Its members would be asked to stop charging weekly fees once a unit was terminated and released.
It would also ask members to remove unfair contract terms.
Matthews explained to MPs the difficulties that delays in reimbursing capital to departing residents could cause, particularly when they had to move to care facilities.
The RVA’s voluntary reforms included a commitment by its members to take all reasonable steps to assist departing residents who needed their capital to enter residence in order to obtain a loan from the Department of Social Development.
If it was not possible to obtain a loan, the village operators would lend the departing resident enough money to cover his care costs, until his capital was returned to him.
The RVA’s voluntary reforms would only cover its members and would be voted on by members next year.
“We have always accepted the need to make improvements to the industry’s consumer protection regime where they are feasible and make sense,” said Wilkinson.

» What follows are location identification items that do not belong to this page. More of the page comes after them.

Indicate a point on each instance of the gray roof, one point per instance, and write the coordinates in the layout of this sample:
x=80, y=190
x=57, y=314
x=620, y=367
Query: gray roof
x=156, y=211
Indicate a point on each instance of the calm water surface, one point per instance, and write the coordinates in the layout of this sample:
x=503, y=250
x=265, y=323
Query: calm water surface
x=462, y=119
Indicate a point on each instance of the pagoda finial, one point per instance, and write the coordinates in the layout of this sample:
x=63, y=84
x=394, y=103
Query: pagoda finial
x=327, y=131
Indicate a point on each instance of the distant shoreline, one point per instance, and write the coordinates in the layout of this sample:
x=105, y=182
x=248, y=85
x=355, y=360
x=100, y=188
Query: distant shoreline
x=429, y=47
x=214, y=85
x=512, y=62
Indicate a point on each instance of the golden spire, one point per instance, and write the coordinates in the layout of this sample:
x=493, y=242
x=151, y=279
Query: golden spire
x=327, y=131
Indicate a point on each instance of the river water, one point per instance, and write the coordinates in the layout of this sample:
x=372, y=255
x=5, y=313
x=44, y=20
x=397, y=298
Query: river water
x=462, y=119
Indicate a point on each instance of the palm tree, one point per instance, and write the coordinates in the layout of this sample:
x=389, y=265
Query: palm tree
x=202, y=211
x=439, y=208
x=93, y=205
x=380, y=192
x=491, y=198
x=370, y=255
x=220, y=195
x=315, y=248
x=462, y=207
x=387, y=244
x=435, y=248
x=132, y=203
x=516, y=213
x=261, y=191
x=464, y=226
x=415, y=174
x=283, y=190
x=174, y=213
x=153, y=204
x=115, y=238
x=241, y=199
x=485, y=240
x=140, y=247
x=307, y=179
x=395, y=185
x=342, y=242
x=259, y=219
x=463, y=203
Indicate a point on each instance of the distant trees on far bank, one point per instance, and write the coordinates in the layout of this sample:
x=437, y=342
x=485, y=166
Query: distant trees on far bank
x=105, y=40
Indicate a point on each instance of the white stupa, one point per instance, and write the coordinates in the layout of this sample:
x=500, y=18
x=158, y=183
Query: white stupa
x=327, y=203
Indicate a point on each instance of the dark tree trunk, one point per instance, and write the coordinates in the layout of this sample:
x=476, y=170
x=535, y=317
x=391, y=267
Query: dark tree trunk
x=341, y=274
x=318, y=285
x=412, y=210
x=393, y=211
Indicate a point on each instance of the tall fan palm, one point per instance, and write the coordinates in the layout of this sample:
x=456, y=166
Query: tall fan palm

“Developing and applying industry best practices is a more efficient and fairer way to address these issues rather than legislative upheaval for the sake of it,” he said.
Matthews called the RVA’s voluntary reforms a token gesture that has failed to address the sector’s pressing problems.
The government is committed to reviewing the legislation.
Retired Commissioner Jane Wrightson supports the review of the legislation.